Die Dame aus Potsdam
Hatte sie nicht auch mal was mit Bernd Kalisch gehabt? Sollte sie vielleicht eine Schlüsselfigur »kultivieren«, also zum Weitermachen für eine längst verlorene Sache gewinnen, oder hatte Valentin sie angesetzt, um herauszufinden, warum seine Frau sich dem Bonn-Zirkel angeschlossen hatte?
Da war es wieder, das Spektrum des Verdachts und der Verdächtigungen. Es würde wohl für lange Zeit unmöglich sein, den Menschen und dem Alltag unbeschwert zu begegnen. Beate wußte, daß auch sie das Stigma eines Systems trug, das seine Mitarbeiter des Vertrauens beraubt und zum Objekt gemacht hatte.
Die leise Musik und die gedämpften Geräusche ließen die Gedanken verschwimmen.
Der Halt des Busses in Helmstedt schreckte auch andere Reisende auf. An der Autobahnraststätte herrschte Hochbetrieb, vor allem an den Türen mit den zwei Nullen.
Beate war mit dem Vorsatz wach geworden, Silke Marino anzusprechen; schließlich fuhren sie gemeinsam im Bus demselben Ziel entgegen. Ein Kontakt würde sich sowieso nicht vermeiden lassen. Allerdings war Helmstedt nicht der richtige Ort, doch beim Imbiß im Weserbergland würde es eine Gelegenheit geben.
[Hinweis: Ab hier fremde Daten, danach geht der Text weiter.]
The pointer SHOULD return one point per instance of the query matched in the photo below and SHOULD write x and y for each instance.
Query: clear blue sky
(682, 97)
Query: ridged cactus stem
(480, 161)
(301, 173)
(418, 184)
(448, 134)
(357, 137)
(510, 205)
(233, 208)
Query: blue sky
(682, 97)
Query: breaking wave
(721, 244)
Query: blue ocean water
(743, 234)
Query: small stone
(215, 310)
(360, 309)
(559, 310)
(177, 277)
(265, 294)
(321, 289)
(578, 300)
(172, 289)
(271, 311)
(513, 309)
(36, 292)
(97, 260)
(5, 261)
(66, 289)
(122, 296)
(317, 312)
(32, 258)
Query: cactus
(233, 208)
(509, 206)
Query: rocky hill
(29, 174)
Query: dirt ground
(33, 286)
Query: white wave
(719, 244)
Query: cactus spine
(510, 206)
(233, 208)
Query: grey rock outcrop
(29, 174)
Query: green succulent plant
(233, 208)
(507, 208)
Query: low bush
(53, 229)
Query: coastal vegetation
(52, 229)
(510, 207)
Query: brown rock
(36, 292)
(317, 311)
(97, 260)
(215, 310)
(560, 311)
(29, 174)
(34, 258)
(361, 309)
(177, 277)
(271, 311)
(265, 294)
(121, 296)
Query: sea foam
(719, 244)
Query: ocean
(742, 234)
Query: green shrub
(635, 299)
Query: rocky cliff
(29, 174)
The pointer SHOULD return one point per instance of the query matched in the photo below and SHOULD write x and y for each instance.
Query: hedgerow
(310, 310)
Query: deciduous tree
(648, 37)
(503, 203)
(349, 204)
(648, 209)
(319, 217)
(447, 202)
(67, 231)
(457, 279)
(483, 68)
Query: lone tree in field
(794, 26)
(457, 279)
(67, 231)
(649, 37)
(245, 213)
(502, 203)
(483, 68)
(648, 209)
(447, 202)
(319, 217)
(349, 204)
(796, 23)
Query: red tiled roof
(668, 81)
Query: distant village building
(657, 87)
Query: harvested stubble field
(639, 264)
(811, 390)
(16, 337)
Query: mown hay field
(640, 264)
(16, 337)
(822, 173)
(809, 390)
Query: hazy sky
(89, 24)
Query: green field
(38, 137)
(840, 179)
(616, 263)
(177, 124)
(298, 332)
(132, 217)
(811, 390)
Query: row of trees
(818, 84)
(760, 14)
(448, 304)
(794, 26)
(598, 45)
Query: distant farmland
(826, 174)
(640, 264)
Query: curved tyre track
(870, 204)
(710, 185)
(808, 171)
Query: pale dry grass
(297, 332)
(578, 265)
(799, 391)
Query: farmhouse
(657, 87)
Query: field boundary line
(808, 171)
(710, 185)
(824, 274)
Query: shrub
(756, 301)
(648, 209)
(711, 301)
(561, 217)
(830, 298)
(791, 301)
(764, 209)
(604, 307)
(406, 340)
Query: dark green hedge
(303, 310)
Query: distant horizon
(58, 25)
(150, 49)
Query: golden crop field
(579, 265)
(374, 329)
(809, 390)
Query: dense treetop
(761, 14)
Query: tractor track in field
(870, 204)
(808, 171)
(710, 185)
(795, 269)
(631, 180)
Nach der Abfahrt Porta Westfalica hatte der Busfahrer eine ländliche Gaststätte angesteuert, die ein schnelles Selbstbedienungsessen für durchreisende Touristen anbot. Vom Parkplatz aus hatten die Besucher einen freien Blick auf die steil abfallende Kuppe des Wiehengebirges mit der mächtigen Krone aus Stein, unter der Kaiser Wilhelm seine monumentale Gunst verströmte. Im Tal schimmerte silbern das Band der Weser.
»Das ist wirklich ein starkes Zeichen deutscher Einheit«, stellte ein Sangesbruder fest und machte den Versuch, mit Silke Marino ins Gespräch zu kommen. Als diese sich nach einem kurzen Wortgeplänkel umdrehte, standen sich die beiden Frauen gegenüber.
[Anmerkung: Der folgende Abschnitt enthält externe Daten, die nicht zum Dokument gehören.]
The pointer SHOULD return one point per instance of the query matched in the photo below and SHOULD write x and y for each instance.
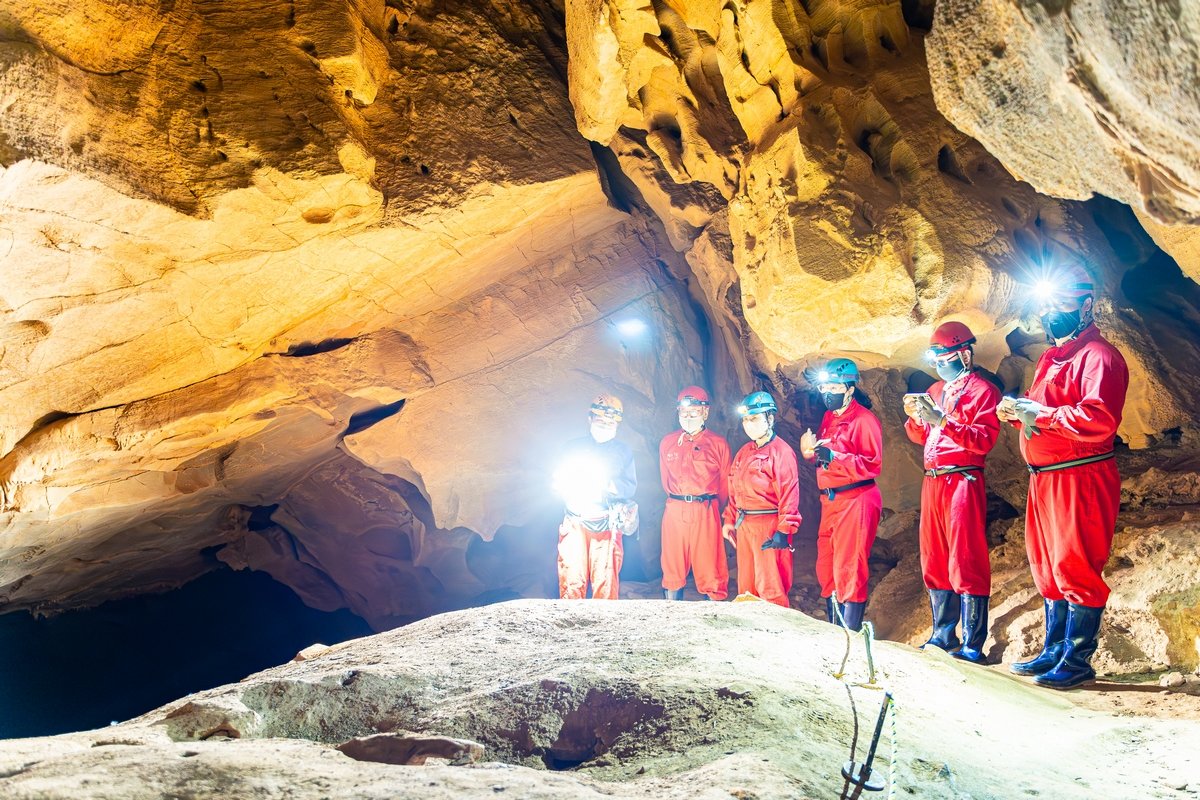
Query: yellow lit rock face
(271, 275)
(1079, 97)
(796, 157)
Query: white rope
(877, 685)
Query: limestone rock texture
(319, 288)
(1079, 97)
(597, 703)
(295, 288)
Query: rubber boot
(1051, 651)
(945, 606)
(1079, 644)
(975, 629)
(853, 615)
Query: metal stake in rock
(862, 775)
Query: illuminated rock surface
(598, 695)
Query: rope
(840, 675)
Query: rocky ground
(629, 699)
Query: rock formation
(317, 289)
(605, 705)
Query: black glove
(929, 413)
(825, 456)
(778, 541)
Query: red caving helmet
(949, 337)
(693, 396)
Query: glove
(929, 413)
(825, 456)
(778, 541)
(1027, 413)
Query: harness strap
(693, 498)
(834, 491)
(753, 512)
(952, 470)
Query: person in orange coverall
(597, 481)
(694, 463)
(1068, 420)
(849, 452)
(957, 423)
(763, 510)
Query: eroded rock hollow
(319, 288)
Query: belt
(753, 512)
(937, 471)
(595, 524)
(1073, 462)
(834, 491)
(693, 498)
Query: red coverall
(586, 554)
(849, 522)
(691, 530)
(765, 477)
(954, 507)
(1072, 513)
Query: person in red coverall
(1068, 420)
(957, 423)
(694, 463)
(597, 481)
(763, 510)
(849, 452)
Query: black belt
(1073, 462)
(834, 491)
(753, 512)
(952, 470)
(693, 498)
(595, 524)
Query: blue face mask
(1061, 324)
(833, 401)
(949, 370)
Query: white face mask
(756, 427)
(691, 420)
(603, 432)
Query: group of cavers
(1067, 422)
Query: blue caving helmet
(839, 371)
(757, 403)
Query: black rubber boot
(945, 607)
(831, 612)
(1079, 644)
(853, 615)
(975, 629)
(1051, 651)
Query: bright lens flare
(582, 481)
(631, 328)
(1045, 289)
»Hallo, Frau Marino, wir haben uns lange nicht mehr gesehen«, grüßte Beate und trat noch einen Schritt vor. »Ich dachte schon, Sie hätten Ihre Karriere im Westen fortgesetzt. Beim Bonn-Zirkel hätte ich Sie am allerwenigsten erwartet.«
Silke Marino fühlte sich offensichtlich unbehaglich. Ihr lag nichts daran, sich mit der Frau zu unterhalten, die wußte, daß ihr Ehemann seine Nächte lieber mit der IME im Liebesdienst verbracht hatte als in der Villa am Griebnitzsee.
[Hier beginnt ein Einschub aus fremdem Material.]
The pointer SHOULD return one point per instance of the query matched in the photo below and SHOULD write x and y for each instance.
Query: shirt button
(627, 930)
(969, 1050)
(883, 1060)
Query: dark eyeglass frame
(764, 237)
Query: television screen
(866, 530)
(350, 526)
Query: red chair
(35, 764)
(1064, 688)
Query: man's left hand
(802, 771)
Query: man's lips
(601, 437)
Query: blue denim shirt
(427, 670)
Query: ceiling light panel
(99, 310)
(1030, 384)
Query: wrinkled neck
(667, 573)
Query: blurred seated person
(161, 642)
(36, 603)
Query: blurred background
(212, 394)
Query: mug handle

»Ich bin nicht sehr aktiv im Zirkel. Mir geht es nur darum, die günstige Fahrgelegenheit nach Westdeutschland zu nutzen. Ich arbeite für eine amerikanische Werbeagentur, die sowohl im Westen als jetzt auch in den DEFA-Studios dreht.«
»Und wegen der Vergangenheit gibt’s keine Probleme?« fragte Beate sehr direkt.
»Nein, was jetzt zählt, ist die schauspielerische Leistung«, stellte die Marino selbstbewußt fest. »Mein Manager weiß das zu schätzen.«
Beate nickte. »O ja, ich verstehe, in dieser Richtung hatten Sie wohl nie Schwierigkeiten – und Reiseerfahrungen haben Sie ja auch.«
»Entschuldigen Sie mich, ich muß mir jetzt meinen Lunch holen«, sagte Silke und ging zum Selbstbedienungsbüfett.
Das neue Vokabular ist ihr schon geläufig, dachte Beate. Die weiß schon, wo der Bartel den Most holt.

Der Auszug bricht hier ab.